The first Royal Charter was granted to Orford by Richard 1st and confirmed, together with increase in rights and privileges by subsequent monarchs. Many original Charters have been preserved and are deposited at the County Records Office at Ipswich. Also preserved at the Records Office are a series of maps of the village and Orford Ness drawn by the famous cartographer, John Norden in 1601, these show that the medieval street pattern is still retained.
In 1570 Queen Elizabeth 1st bestowed upon Orford the honour of a Royal Borough. This consisted of a Mayor, 8 Portmen and twelve Capital Burgesses.
The affairs of the town did not always run smoothly, from 1693 to 1701 there are two mayors recorded as being in office. A note states that, "During these years there was a chism in the Corporation, the illegal party broke into the Town Hall repeatedly, stole the Charters and Minute books, held unlawful assemblies and elected mayors for nine years. The legal party had to commence new minute books and elect their mayors contemporaneously. It terminated in proceedings in Chancery 1697".
Another note for the years 1683 to 1694 states, "During these twelve years the Town Clerk, Richard Porter, failed to enter the minutes for which he was afterwards dismissed, they appear to have been afterwards entered by someone else, four years are missing".
Two members of Parliament were returned until 1835 when Orford was deprived of its MPs.
In 1883 the Borough was dissolved by the Municipal Corporations Act and in 1889 the Orford Town Trust came into being for the "application of the property of the late Corporation of The Mayor and Commonalty of the Borough of Orford".
The regalia of the borough is still preserved and the valuable items are stored in a bank. The silver gilt mace bears the Royal Arms of the Borough and was presented to the Borough in 1700 by Sir Edward Turnour at that time owner of Orford Ness Lighthouse and one time MP for Orford. There are two small silver maces, two silver oars, the insignia of the Water Bailiff, three oyster legends, two silver punch bowls and ladles and a leather covered case for the punch bowls. This case is said to be very rare and valuable.
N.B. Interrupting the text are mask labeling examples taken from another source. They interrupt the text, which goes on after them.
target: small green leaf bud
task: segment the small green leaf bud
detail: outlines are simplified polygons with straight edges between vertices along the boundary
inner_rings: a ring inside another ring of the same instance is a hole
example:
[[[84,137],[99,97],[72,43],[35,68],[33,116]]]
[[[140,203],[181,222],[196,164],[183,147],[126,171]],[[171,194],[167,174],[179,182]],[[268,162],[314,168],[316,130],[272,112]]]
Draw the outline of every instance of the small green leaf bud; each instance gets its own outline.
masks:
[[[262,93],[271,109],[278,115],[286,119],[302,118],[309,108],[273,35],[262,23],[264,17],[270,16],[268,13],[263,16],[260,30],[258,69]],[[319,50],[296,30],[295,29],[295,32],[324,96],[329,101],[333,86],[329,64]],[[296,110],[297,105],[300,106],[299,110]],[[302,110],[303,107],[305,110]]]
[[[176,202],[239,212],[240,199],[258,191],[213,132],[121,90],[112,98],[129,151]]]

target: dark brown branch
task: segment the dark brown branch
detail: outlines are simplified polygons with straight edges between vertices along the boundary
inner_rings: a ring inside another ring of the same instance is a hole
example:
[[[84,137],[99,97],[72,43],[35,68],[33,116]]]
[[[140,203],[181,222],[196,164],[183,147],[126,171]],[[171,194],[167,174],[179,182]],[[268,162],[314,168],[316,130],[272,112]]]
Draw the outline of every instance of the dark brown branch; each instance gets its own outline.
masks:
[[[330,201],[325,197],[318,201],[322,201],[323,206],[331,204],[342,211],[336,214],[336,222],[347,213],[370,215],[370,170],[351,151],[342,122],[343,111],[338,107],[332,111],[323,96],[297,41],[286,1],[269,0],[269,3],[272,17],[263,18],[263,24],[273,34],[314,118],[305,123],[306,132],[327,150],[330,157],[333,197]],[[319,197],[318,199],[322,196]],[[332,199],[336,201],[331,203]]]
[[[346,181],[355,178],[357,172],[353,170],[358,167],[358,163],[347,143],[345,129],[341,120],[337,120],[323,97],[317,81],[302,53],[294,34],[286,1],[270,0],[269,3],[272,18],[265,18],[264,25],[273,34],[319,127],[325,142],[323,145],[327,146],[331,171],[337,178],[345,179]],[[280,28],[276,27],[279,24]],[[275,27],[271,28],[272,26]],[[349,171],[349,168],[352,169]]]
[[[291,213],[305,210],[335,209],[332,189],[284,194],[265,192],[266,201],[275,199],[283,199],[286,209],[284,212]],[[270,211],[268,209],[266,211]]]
In addition there are a set of heavy brass dry measures from one bushel downwards, a brass yard measure and a set of brass bell weights which were used by the Weights and Measures Inspector, the original quills used by the Chamberlain, the Mayors robe, two blue cloth Sergeants coats and the Town Criers Bell which was used until the 1930s. The last Town Crier being Sam Smy.
In the Town Hall there are three pictures painted by a Frenchman, A C F Decaen, in 1870/1 for Sir Richard and Lady Wallace of a shooting party on the Sudbourne Hall Estate, many important personages were invited to these shooting parties, including the then Prince of Wales on 17th November 1879.
The last Mayor of Orford was William Toller and he carried on as a Town Trustee until his death in 1928. He must have been a truly remarkable man, at the meeting of the Town Trust on March 31st 1928 the chairman, Mr W Ross-Taylor had this to say. "We are met today in the shadow of a great loss. It is a loss which affects the whole community, but it affects us, the members of the Orford Town Trust to a very special degree. Mr William Toller, whose death we mourn, was associated with the Trust from its inception, and in joining it, was carrying on public work which he had undertaken many years before as a Portman and finally as Mayor of the Town.
He always brought to bear upon that work, as indeed he did upon all to which he set his hand, that energy, knowledge and tenacity of purpose which he possessed in such large measure.
Even at an age when most men would have sought well earned repose, he continued his public work in many directions, and in the case of this Trust, he literally died in harness, for as you all know, though he was seeking to be relieved of his duties as Chamberlain, he was willing, even though he felt the burden increasingly heavy, to carry on until a successor was found.
There are very few of the Trustees who have been associated with Mr Toller for more than a fraction of the time during which he worked for the benefit of the community but there is not one among us who does not realise the value of the work which he has done. It has been my privilege in recent months to work with him in Trust matters to a considerable extent, and I feel we have lost a tower of strength. To all our business he always gave freely of his wise counsel, his wide experience and his ripe judgement, and they were given with a complete absence of self seeking, and without any thought of reward.
Today the accumulated wisdom of many years is lost to us. Peacefully, painlessly, as we are all glad to know, and, despite his wonderful age , with all his faculties practically unimpaired, he has been taken from us, and we are left the poorer.
He leaves us, however, the memory of an honourable life well and usefully spent, and an example of devoted service to the place in which he lived so long and which he loved so well.
I know it will be your wish that we should record in the minutes of the Trust our sense of the great loss which we have sustained, and that we should convey to his relatives an expression of our sincere sympathy.
I feel also that you will agree with me in thinking that it would not be fitting for us to proceed with the ordinary business of the Trust today, and I therefore propose that we should adjourn this meeting for a fortnight." The Town Trust attended the funeral as a corporate body.
Thus did one of the great men of Orford pass into history.